Knowing your customer is the single most important thing an entrepreneur can do.

You can leave an empty chair in your meetings to symbolize your customer (or a mini-chair on your table if you're a one-man team).

"If your customer were here, what would she say?"

🏛️ How to do market research

Focus on customer frustrations, then build the solution.

There are many ways to do research, each with their own pros and cons. Interviews are great for initially developing your ideal customer persona. Surveys are good after an initial need is verified, and can collect actionable data points that help you design your product.

Interviews: Find potential customers with different comsumer behaviours (e.g. impulsive buyers vs thoughtful buyers). Ask open-ended questions like how do they do things now? How do they wish to do things? What do you think can bridge that gap?

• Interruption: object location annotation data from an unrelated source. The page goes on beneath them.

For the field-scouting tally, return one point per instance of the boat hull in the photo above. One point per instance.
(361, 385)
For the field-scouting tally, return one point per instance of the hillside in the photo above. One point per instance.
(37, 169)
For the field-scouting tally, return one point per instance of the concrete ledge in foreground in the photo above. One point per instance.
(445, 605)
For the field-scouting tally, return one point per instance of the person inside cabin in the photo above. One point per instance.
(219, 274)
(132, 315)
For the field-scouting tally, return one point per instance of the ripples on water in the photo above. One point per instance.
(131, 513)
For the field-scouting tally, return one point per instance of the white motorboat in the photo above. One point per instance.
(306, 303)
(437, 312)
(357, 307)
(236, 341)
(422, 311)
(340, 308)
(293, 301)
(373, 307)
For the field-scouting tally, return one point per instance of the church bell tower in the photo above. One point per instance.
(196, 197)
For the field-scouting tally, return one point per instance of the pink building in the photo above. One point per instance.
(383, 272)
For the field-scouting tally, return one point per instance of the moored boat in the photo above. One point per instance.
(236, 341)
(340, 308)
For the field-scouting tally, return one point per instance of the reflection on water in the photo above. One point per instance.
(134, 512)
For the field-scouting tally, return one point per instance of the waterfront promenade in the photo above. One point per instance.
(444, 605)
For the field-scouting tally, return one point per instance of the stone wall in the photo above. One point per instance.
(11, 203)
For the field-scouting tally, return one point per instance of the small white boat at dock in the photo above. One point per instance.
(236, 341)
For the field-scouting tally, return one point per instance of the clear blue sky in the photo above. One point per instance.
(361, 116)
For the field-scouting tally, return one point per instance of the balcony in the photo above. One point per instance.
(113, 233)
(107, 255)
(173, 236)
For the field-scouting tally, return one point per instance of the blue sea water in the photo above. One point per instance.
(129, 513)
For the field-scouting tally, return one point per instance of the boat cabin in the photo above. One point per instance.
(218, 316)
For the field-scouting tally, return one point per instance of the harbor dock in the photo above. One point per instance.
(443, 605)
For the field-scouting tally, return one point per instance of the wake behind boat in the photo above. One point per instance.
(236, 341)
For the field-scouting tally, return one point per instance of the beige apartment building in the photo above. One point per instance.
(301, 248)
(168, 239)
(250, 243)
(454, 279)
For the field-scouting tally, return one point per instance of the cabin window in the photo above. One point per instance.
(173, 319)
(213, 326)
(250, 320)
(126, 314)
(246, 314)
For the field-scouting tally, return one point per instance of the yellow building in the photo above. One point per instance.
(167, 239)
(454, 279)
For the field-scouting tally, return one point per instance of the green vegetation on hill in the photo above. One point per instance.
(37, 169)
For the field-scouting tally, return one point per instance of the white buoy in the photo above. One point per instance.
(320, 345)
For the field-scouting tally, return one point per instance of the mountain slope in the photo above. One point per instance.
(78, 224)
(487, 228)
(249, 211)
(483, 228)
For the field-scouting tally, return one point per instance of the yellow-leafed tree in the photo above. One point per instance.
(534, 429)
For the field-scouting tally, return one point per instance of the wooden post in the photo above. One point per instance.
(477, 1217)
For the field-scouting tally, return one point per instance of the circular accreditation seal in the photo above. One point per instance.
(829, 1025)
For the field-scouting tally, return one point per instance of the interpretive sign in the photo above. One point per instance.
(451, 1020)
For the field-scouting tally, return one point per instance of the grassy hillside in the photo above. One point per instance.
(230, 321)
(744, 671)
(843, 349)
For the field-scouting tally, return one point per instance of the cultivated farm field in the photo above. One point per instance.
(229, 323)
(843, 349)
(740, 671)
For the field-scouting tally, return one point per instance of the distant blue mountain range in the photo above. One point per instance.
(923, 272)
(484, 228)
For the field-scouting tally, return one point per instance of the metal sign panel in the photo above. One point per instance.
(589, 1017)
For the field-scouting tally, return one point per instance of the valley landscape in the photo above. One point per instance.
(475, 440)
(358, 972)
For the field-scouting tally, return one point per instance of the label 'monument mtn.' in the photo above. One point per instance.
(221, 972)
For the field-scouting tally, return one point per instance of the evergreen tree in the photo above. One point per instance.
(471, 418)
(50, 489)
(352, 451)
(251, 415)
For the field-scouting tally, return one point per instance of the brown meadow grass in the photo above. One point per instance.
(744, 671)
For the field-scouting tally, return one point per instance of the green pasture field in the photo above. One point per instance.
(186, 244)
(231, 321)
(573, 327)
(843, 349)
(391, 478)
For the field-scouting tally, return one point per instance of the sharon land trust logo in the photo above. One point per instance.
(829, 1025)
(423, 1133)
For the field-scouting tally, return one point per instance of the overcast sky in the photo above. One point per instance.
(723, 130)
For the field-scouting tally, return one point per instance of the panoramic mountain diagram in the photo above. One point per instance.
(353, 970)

Internet research: Research competition, market size, and general market trend. Ask friendly strangers on Reddit or Quora.

Surveys: Ask pointed questions to get actionable takeaways in designing your product.

✅ Do's and don'ts

Do get them to tell a story. Listen more than you talk. Focus on the need, not the solution. Ask "why" 5 times to really dive deep.

Don't expect customers to have the solutions, they only know about their frustrations. Beware of confirmation bias, don't go in with presuppositions. Don't sell your ideas, let them talk.

🚀 How to analyze your data

Sort your notes by categories (e.g. Age, sex, income, consumer behaviour). Then find insights for every customer type, and who has the biggest unmet need.

Decide which customer type you want as your ideal customer, then dive deep and focus on solving that customer's problems.

"If the customer doesn't scream, you don't have product-market fit."

Conclusion

I know these tips are vague and not that actionable. There is no hard and fast rule for doing things. You have to find your own way.

In business, you will hear many conflicting advice. Even when these advice come from extremely successful people who know what they're doing.

Take note that they're giving advice baseed on their very specific experience of a very specific company in a specific point in time.